Tuesday, March 30, 2010

Injuries And Auditions: 4 More Days 'Til Opening Day

Good morning, Fackers. Yesterday wasn't a particularly good one for the Yankees, injury-wise. It was announced that Alan Horne, who already endured Tommy John surgery now needs surgery to repair an 80% tear in his rotator cuff. He hasn't been fully healthy since 2007 and considering that he'll be at least 28 by the time he pitches again, this looks like the official end for him as far as being a prospect is concerned.

More germane to the Big League club, word came out that Alfredo Aceves is day-to-day with a sore back, something that has been bothering him since last September. This comes on the heels of a poor outing against the Orioles during which he gave up 6 runs in 2+ IP. It's possible that the issue could keep Aceves off the Opening Day roster and make way for Boone Logan, but as of now it appears Alf will get another tune up this Spring and be ready for Sunday.

Most startlingly, Mark Teixeira was hit in the elbow by Jeremy Guthrie. He was in obvious discomfort and was removed from the game immediately after it happened. While the pitch hit Teix directly on the bone, tests revealed that the result is only a contusion and he should be back in the lineup later this week. He opts not to wear protection on his elbow because he's never felt comfortable with an elbow pad and feels like he stands far enough away from the plate, but this was one of the rare times that decision came back to bite him.

Franciso Cervelli was hit by Guthrie later on in the night but was able to stay in the game. However, that didn't keep Joe Girardi from angrily yelling at Guthrie from the dugout after the incident occurred. He explained later, "If you’re having a hard time commanding the fastball inside, I don’t think this is the time to work on it". Not in his back yard, apparently. BANANA, others might say.

Girardi will have something to take his mind of his ailing squad today, however. Switch pitcher Pat Venditte will make the trip to Big League camp and pitch against the Braves in a split squad game at 1:05 tomorrow. Eat your heart out, Tony LaRussa.

The manager said he's wanted to see the ambidextrous reliever "all spring". It's as if Girardi has looked over his entire kingdom and commanded, "Bring me this Janus-armed freak so I can see him for myself!" The manager also likened this clip of Venditte maneuvering for the platoon advantage with a switch-hitting Mets prospect to a "Laurel and Hardy thing" revealing that he is either A) significantly older than he claims, B) a huge nerd or C) both.

Venditte is considered a fringe prospect at best but has had unquestionable success at every level of the minors he's been asked to pitch in. He's currently slated to begin the season in High A-ball (where he finished 2009) but as Neyer points out, if Girardi likes what he sees, Venditte might find himself climbing through the farm system faster than he would have otherwise.

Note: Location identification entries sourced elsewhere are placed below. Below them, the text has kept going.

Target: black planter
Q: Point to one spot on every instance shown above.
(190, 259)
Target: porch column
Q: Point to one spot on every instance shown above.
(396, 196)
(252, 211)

He throws over-the-top in the low 90's from the right - which is his naturally dominant side - and takes a lower arm angle from the left, topping out in the mid-to-high 80's. There are plenty of guys that have his stuff like that in one arm at a time and being able to pitch both ways doesn't mean anything if you can't get Major League hitters out, but tomorrow could be a turning point in Venditte's career. There's no guarantee that he makes it into the game, but with CC Sabathia being limited to 75 pitches and Joe Girardi's self-proclaimed interest in him, there's a good chance. (The game will be on MLB.tv). Let's hope Venditte faces a few batters, does well and Girardi likes what he sees. If all of those things happen, we might be one step closer to seeing "The Freak" in The Bronx.


  1. I would just love to see this kid pitch well. Doesn't this go against most everything about Girardi and his pitching 'matchups' though?! How do you bring this kid in to face one batter?! I'd love to hear the conversation in the dugout about whether to pull him from a game.

    I do have an interestin question though. I know batters cannot switch sides once a pitch is thrown. Can pitchers? I imagine not, but how awesome would it be to have a guy on the mound throwing pitches from each hand in the same at bat. My tiny baseball head might just pop like a balloon animal.

  2. Wish I could see Venditte pitch today. Hopefully someone posts video of it later tonight.

    I understand that no one really expects him to continue his success, but he should definitely be starting the season in AA.

  3. Joshua - They had to create the "Pat Venditte Rule" after what happened between him and the Mets prospect.


    The batter and pitcher are each allowed to switch once during the AB but the batter ultimately has the upper hand since the pitcher has to choose first. There has to be a pitch thrown before a move takes place which means that he will almost certainly be throwing pitches with different arms in the same AB if guys start moving around on him.

    Eric - Agreed. He's being held back by the scouts (who probably aren't enamored with his "stuff") and not the numbers (which state pretty clearly that he's been fucking awesome).

    I would recommend watching that E:60 segment that I linked the first time his name is mentioned in the post. Cool segment that shows him throwing from both sides and explains how his father pretty much developed his ambidexterity at a very young age.